I paid for the whole tire, why not use all of it?
Just over a month ago I replaced the rear tire on the K1200LT. Not so much because it was worn out, but a repair plug from a nail had begun to leak and I thought it wise to not do a second repair in the same spot. Well today it was the front tire’s turn. We’ll be going on trip along the length of the Blue Ridge Parkway next month and I knew the front tire didn’t have the life left to complete the trip safely. So now the Magic Carpet has Metzeler Marathons on the front and the rear. The good German ones and not the Brazilian ones. I like the rear Bridgestone Battleax, having put a lot of miles on it. But the front one didn’t last as long as I had hoped. But then again, softer tires means fewer miles.

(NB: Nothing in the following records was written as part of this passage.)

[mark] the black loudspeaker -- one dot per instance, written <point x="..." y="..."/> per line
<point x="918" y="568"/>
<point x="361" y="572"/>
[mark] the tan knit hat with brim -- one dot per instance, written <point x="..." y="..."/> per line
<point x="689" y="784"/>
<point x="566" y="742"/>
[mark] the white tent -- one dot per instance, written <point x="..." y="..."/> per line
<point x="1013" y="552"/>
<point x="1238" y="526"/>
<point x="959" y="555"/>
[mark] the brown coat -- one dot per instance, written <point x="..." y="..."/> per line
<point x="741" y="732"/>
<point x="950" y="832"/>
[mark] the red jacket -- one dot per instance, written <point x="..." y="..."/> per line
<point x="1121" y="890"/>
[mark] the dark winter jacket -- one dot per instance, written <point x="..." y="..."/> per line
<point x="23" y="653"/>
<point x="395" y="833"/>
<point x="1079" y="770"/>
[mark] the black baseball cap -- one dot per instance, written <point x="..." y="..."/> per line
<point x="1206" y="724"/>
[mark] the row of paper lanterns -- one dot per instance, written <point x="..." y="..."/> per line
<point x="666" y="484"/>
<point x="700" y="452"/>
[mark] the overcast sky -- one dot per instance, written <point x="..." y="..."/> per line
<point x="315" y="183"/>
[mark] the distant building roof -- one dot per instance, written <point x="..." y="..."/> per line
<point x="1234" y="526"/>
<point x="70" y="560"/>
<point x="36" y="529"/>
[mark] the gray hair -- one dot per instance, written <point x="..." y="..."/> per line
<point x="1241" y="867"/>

The bike went back to Ken’s Motorcycle Tires in Woodstock for this one too. I really have to give Ken’s credit. I ordered the tire on Tuesday because they didn’t have one in stock. On Wednesday they called and said it was in and we set an appointment for Thursday afternoon to have it installed. You see, Ken’s works on an appointment basis. In only 20 minutes after getting there I had paid and was getting ready to leave with the new tire on the motorcycle! Oh, did I mention that he also inspects the brakes and anything else around the tire he’s working on?
This morning I dropped the wheel off at Ken’s Motorcycle Tires in Woodstock, GA to have the new Metzeler ME880 Marathon tire put on the back of the bike. Now just put it on and maybe put a few miles on it tomorrow. It’s good to have that tire on!